The purpose of clinical simulation healthcare is not to mirror reality. The primary objective of the most commonly used simulation is to improve the performance of humans as it relates to caring for patients within the context of healthcare. Too many times we get lost in toiling over the details of trying to re-create a scenario as realistic as possible. This often leads to what I describe as invisible barriers to simulation insofar as design, perceived resource limitations, or operational realities limit the bandwidth that the simulation program is able to accomplish. It’s important to remember that the primary objective is not to simulate, but to educate. (Certain exceptions may apply to research projects, and human factors design elements, or other factors studying mimicking existing process flow etc.)

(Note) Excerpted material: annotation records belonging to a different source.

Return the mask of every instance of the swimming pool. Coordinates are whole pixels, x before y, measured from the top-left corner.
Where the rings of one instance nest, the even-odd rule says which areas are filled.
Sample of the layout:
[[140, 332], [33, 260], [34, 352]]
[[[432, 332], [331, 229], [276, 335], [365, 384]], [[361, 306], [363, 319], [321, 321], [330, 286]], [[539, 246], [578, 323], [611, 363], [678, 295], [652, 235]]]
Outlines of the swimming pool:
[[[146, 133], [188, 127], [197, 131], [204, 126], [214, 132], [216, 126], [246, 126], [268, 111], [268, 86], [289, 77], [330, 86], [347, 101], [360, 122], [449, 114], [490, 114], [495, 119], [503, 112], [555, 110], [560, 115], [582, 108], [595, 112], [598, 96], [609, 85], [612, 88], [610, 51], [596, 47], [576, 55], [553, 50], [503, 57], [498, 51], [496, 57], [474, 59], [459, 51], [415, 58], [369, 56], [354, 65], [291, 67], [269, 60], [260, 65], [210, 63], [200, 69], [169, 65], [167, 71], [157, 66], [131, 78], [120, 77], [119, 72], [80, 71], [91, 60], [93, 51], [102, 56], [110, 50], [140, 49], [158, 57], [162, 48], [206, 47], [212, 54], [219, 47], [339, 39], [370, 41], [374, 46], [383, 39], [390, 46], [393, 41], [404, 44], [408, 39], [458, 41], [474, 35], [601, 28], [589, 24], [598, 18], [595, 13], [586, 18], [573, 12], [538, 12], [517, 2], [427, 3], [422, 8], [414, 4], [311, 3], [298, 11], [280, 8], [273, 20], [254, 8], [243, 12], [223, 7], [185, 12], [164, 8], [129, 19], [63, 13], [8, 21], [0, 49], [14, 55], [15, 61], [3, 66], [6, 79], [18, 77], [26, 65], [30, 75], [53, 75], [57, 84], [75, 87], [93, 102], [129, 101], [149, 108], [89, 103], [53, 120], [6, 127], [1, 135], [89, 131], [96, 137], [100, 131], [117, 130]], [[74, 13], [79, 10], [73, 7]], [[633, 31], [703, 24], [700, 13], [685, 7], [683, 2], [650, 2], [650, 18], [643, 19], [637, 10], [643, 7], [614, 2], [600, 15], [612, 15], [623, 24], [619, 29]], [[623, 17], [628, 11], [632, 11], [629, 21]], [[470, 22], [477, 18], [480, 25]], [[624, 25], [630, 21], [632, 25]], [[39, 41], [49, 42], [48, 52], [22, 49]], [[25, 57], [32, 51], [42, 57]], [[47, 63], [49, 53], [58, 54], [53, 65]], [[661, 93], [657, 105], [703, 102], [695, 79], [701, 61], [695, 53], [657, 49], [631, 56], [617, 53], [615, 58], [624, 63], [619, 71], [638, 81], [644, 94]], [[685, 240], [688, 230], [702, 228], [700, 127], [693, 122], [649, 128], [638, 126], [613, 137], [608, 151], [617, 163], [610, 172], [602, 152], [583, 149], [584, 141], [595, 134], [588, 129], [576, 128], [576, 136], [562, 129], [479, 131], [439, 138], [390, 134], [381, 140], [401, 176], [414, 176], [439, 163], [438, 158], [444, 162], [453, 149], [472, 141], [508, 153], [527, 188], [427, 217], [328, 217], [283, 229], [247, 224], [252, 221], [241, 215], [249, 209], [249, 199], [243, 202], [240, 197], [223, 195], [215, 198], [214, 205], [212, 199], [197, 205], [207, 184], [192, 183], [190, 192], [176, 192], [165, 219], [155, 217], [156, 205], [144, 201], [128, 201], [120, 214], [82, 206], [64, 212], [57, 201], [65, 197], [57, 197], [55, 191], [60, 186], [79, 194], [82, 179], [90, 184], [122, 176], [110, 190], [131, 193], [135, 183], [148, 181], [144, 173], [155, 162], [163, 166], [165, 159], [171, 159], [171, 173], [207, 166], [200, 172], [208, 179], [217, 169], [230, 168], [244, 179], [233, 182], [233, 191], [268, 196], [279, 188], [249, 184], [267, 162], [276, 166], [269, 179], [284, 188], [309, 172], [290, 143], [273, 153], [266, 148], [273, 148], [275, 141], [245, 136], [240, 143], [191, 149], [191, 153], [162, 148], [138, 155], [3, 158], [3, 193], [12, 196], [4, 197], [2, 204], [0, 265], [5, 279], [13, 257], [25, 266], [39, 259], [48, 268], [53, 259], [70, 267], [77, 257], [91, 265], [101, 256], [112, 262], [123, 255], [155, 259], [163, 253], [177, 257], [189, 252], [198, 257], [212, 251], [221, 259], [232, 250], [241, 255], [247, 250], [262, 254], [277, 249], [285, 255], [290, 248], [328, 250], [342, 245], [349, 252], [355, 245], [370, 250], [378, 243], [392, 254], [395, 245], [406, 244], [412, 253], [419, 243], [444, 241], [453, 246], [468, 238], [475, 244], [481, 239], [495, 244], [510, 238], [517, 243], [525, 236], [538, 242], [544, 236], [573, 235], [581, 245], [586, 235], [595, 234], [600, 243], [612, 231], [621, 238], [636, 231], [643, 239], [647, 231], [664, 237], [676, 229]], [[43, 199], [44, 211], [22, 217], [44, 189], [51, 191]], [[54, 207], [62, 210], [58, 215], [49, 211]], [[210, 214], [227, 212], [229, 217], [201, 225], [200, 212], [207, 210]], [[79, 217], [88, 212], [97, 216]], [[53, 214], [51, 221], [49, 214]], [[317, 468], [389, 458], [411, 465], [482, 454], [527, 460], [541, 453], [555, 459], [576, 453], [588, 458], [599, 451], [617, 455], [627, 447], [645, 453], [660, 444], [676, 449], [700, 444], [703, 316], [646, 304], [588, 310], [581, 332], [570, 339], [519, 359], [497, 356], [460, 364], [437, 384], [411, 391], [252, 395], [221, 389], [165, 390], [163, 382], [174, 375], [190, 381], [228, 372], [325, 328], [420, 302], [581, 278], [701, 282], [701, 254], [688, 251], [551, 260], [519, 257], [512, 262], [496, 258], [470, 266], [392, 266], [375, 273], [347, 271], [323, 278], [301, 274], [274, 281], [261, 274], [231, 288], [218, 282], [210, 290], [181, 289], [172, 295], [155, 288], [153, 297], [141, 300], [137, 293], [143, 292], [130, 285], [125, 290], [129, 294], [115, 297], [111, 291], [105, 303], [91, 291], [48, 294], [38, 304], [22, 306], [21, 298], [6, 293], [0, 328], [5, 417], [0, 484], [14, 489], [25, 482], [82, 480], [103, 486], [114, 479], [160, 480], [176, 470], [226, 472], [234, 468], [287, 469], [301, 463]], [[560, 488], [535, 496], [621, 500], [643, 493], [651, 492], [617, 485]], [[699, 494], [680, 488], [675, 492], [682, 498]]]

When we run a simulation we are not trying to convince the participant that it is real (because if they did think it was real they would likely be a little crazy J). What we need to do is create an environment that helps the participant feel as if there is some realistic comparison to the simulation to what they do when they are actually caring for patients. We need to enter into what is frequently referred to as a fictional contract or psychological contract that allows the participants to drop into their role as a normal care provider knowing that the simulation is artificial, but has value to their learning and their future practice.
Many, many decisions go into the design of simulation. Often times the specifics of the learning objectives and outcomes do not receive as much attention in the design phase as some of the other elements to try to create “perfect fidelity”. In doing so we often unnecessarily add to the complexity of the scenario that may increase the setup time, the cleanup time, expose the scenario to the potential of technical failure. Further, we can actually confuse the participant as during the scenario they are constantly trying to assess what they are supposed to be interpreting as “real” versus that which is simulated.
So the next time you’re designing a scenario start with learning objectives, outcome objectives, and then answer the question, “what do I really need to provide to allow the potential participant, or participants” a general feeling of realistic sensation that will allow them to participate in a meaningful way.